Differences in `Base.Iterators.partition` and `IterTools.partition` #67

Open ssfrr opened 4 years ago

ssfrr commented 4 years ago

There are some differences between Base.Iterators.partition and IterTools.partition. I brought it up on Slack and @oxinabox asked me to file an issue.

  1. Base.Iterators.partition returns each chunk as an Array, whereas IterTools.partition returns a Tuple
  2. In the case that the last chunk is smaller than the requested partition size, Base.Iterators.partition returns a shorter chunk, whereas IterTools.partition drops the last values.
  3. IterTools.partition accepts a step argument that determines the hop size for each chunk.
ssfrr commented 4 years ago

update - I think on master Base.Iterators.partition now returns views into the original array, not Arrays.

This might (?) be the last inconsistency that would need to be addressed before something like #30 could be resolved. How do folks want to resolve the differences listed above? I'd propose using the Base.Iterators behavior for (1) and (2), but keeping the step argument.

One path forward would be to add the step argument as a PR to Base, then just reexport Base.Iterators.partition. This would also take advantage of the recent improvements that @mbauman made.

omus commented 4 years ago

Change to make Base.Iterators.partition return views was done in: https://github.com/JuliaLang/julia/pull/33533

goretkin commented 4 years ago

I'm in favor of keeping the current behavior of IterTools.partition, perhaps under a different name, to avoid confusion with Base.

For example, implementing Base.diff, but for an iterable it instead of just AbstractVectors is very natural in terms of IterTools.partition(it, 2, 1), and the fact that it produces a stream of tuples, which have a length known at compile time is (I'm guessing) beneficial for efficient code generation.

ssfrr commented 4 years ago

Yeah, it's sort of a shame that the implementation needs to be different depending on whether it's designed for long or short partitions (which would use Arrays or Tuples, respectively). For instance, in my use case (streaming audio) I often want to chop the stream into chunks of 512 or 1024 elements, so Tuples aren't good for that. Maybe the partition type should be provided as an optional argument to partition?

goretkin commented 4 years ago

Oh, good. That's an important use too. Base.Iterators.partition returns views into the array, instead of copies, now. Does that fit the audio chunking need?

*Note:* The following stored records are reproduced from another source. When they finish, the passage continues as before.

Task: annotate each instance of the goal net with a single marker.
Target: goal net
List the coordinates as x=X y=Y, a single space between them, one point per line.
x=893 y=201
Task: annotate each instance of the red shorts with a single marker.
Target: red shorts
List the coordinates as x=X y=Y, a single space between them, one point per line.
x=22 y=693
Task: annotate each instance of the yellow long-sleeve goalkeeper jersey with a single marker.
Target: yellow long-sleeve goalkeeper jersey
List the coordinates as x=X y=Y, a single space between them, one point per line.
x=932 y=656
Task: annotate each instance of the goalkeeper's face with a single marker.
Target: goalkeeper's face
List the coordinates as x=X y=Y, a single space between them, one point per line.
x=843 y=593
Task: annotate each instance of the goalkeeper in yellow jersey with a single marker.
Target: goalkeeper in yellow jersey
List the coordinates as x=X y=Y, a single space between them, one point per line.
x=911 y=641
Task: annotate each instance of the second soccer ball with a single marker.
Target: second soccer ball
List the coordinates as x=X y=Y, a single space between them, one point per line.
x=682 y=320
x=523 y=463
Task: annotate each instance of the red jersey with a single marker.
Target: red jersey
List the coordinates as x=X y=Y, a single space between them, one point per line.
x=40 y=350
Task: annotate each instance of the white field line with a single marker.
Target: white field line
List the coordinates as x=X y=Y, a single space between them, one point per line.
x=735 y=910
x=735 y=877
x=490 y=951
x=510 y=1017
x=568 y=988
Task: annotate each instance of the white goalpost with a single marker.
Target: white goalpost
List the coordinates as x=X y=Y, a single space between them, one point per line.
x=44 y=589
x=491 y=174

ssfrr commented 4 years ago

Yeah, array views are good for me

pepijndevos commented 1 year ago

Difference 2 is handled in Clojure by having partition-all and partition, where base partition maps to Clojure's partition-all behavior.

Difference 1 & 2 are grouped together in Transducers under Consecutive vs Partition. So you either get fixed length tuples or variable length arrays.

I think this roughly aligns with common usage patterns where you either want to have small fixed length groups, or process large chunks of an array.

In my ideal universe both consecutive (IterTools partition) and partition would be in base, both supporting a step argument.